Amid the rise of e-wallets and mobile payment platforms in Asia-Pacific, PayPal is betting on its global reach and security infrastructure to keep its digital payments service relevant.
The region's online payments and e-commerce markets had seen significant progress in the last couple of years, fuelled largely by an active consumer ecosystem and various government efforts to digitise the payments industry, said PayPal CTO Sri Shivananda, in an interview with ZDNet.
There also had been much innovation in the industry, he said, with both local and global players offering payment services touted to deliver improved customer experience.
In fact, various companies now offered their own e-wallets and mobile payment services including telcos such as Singtel's Dash, banks such as DBS's PayLah, e-commerce sites such as Alibaba's AliPay, messaging platforms such as Tencent's WeChat Pay, and ride-sharing operators such as Grab's GrabPay.
With these companies stepping up to close the payment loop, was there still room then for PayPal to play a role?
Shivananda believed so, pointing to the vendor's focus on security and expansive reach as competitive advantages. It also ensured user experience was seamless, he said.
This meant building a platform that not only provided security and trust, but also a more convenient way of paying for online transactions, he said. For instance, it would be cumbersome to repeatedly enter 16-number credit card details on small mobile screens to make purchases across several platforms, he said. PayPal users only needed to log into their account once and be able to transact with any of 18 million merchants that supported PayPal's platform worldwide.
And if they had to change their payment credentials, they only needed to do so in one place--via PayPal--rather than across different e-payment platforms, he said.
"And would you want to carry 15 different wallets to shop at 15 different merchants?" he quipped. "It's not the most convenient or secured thing for consumers to do. So, sure, there are lot of people trying to get into [the] payments [industry]...but it's not easy to sustain in the long term."
He added that merchants that integrated their systems with PayPal had a conversion rate of 88 percent, compared to the nearest competition which conversion rate was 40 percent. This meant that 88 percent of online shoppers ended up checking out with their carts and completing the transaction with PayPal.
In addition, merchants that supported the payment platform would have access to consumers in the 203 global markets it served, he said, pointing again to PayPal's relevance in a region that now was peppered with various e-payment options.

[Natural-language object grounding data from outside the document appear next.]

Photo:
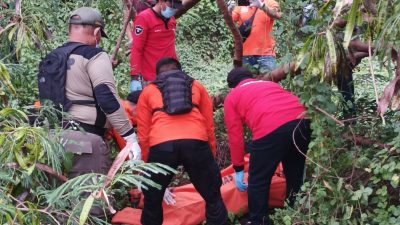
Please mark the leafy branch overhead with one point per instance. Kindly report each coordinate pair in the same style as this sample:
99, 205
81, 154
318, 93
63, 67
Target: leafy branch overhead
353, 163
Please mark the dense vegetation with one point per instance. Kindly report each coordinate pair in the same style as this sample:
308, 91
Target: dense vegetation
353, 167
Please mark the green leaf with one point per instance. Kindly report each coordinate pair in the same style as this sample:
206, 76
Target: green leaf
303, 53
332, 50
85, 210
351, 21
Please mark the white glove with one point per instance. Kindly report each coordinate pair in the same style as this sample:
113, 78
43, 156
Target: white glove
134, 148
231, 5
256, 3
169, 197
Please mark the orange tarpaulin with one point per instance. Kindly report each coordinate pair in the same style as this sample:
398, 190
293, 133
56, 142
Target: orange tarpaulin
190, 207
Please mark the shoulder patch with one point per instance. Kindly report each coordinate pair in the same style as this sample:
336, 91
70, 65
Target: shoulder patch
138, 30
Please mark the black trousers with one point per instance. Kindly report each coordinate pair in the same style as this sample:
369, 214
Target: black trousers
196, 157
265, 155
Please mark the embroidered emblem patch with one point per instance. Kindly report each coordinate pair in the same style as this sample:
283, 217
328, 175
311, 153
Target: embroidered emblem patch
138, 30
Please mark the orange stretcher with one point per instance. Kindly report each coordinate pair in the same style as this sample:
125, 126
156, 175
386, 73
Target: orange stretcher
189, 208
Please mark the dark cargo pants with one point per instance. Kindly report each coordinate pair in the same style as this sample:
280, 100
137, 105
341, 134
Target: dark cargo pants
265, 154
196, 157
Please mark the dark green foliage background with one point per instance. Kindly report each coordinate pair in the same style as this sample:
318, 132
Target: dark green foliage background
346, 183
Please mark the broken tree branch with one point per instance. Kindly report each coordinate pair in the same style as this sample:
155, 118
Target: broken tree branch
186, 6
237, 57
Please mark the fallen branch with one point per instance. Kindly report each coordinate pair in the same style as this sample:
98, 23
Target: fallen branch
186, 6
363, 141
237, 57
329, 115
43, 168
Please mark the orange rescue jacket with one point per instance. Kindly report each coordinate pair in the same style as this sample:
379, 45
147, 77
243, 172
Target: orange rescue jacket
155, 127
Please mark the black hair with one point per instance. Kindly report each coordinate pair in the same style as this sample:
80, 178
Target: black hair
134, 96
168, 61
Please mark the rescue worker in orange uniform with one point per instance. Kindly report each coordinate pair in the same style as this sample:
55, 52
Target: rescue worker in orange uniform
172, 140
259, 47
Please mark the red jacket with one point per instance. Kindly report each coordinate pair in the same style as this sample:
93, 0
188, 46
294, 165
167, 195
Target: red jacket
262, 106
153, 39
158, 127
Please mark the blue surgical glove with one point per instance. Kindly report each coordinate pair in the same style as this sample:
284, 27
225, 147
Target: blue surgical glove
239, 181
136, 85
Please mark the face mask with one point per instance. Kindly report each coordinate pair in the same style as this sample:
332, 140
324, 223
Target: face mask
97, 43
168, 12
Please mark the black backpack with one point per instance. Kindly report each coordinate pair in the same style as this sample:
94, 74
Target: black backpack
176, 90
52, 77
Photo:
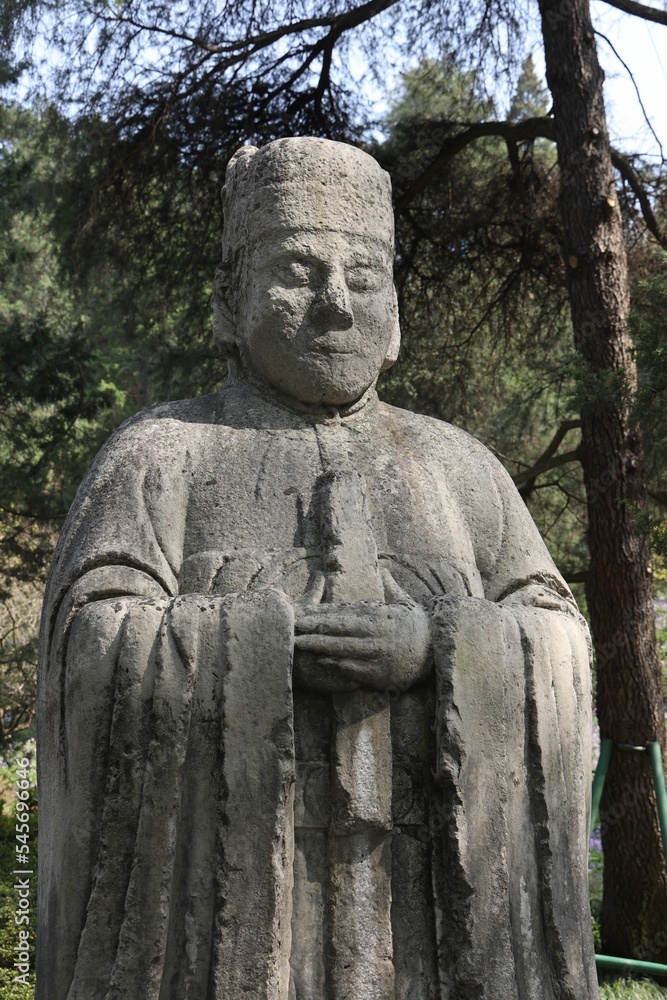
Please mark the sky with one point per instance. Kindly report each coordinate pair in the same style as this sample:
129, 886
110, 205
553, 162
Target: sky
643, 46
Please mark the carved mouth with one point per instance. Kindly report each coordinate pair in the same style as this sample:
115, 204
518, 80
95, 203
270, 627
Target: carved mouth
331, 344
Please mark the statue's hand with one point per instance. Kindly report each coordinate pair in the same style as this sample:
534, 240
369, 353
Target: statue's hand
340, 647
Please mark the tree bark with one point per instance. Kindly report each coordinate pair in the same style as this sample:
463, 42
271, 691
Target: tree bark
619, 587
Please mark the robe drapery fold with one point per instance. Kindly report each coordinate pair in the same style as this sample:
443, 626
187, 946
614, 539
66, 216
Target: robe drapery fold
185, 789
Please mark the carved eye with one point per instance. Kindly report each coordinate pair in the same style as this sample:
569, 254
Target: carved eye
365, 278
295, 273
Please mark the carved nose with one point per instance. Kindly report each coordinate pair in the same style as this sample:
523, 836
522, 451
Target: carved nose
331, 309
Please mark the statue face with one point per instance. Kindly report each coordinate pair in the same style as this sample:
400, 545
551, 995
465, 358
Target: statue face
317, 315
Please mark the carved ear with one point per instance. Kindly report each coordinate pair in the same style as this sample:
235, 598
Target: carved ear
224, 326
395, 342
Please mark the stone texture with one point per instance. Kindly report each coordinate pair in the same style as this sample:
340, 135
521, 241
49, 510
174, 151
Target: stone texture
314, 700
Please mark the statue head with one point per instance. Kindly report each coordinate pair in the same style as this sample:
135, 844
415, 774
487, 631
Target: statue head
304, 296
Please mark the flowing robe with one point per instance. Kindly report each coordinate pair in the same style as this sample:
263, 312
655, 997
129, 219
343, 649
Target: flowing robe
185, 788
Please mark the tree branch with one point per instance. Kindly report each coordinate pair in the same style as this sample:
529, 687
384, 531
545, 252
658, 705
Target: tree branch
627, 172
548, 459
531, 128
513, 132
640, 10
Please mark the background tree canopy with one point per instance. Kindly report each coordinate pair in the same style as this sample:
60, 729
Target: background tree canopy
117, 123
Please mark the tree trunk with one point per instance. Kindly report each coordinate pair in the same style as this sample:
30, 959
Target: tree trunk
620, 588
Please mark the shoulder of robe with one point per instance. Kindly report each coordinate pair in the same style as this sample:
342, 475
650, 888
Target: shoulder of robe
467, 463
172, 425
147, 451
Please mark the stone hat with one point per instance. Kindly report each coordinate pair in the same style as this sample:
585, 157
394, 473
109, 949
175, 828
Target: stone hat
305, 183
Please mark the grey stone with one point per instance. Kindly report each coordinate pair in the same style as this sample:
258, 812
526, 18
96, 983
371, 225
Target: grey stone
314, 701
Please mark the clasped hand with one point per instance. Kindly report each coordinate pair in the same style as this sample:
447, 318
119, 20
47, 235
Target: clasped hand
372, 644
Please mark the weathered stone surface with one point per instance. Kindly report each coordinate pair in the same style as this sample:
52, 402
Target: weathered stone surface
314, 699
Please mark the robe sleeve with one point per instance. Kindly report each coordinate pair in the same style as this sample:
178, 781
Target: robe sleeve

Last year, PayPal processed USD$451 billion worth of transactions globally and an average of 34.7 payment transactions per account. It served 220 million active customers across 203 markets, supporting 100 currencies. In the first quarter of 2018 alone, it processed US$132 billion payment transactions.
Asked about its Asia-Pacific footprint, Shivananda said the company did not break down its user or transaction numbers by region, but noted that 52 percent of PayPal's business came from outside the US.
According to payment services vendor Worldpay, online payments increasingly were taking market share from traditional platforms such as credit and debit cards. In China, for instance, e-wallets last year accounted for 62 percent of overall payments, with most consumers opting to use digital platform such as Alipay, Tenpay, and WeChat Pay.
In Singapore, bank transfers and e-wallets were projected to grow to 21 percent by 2021.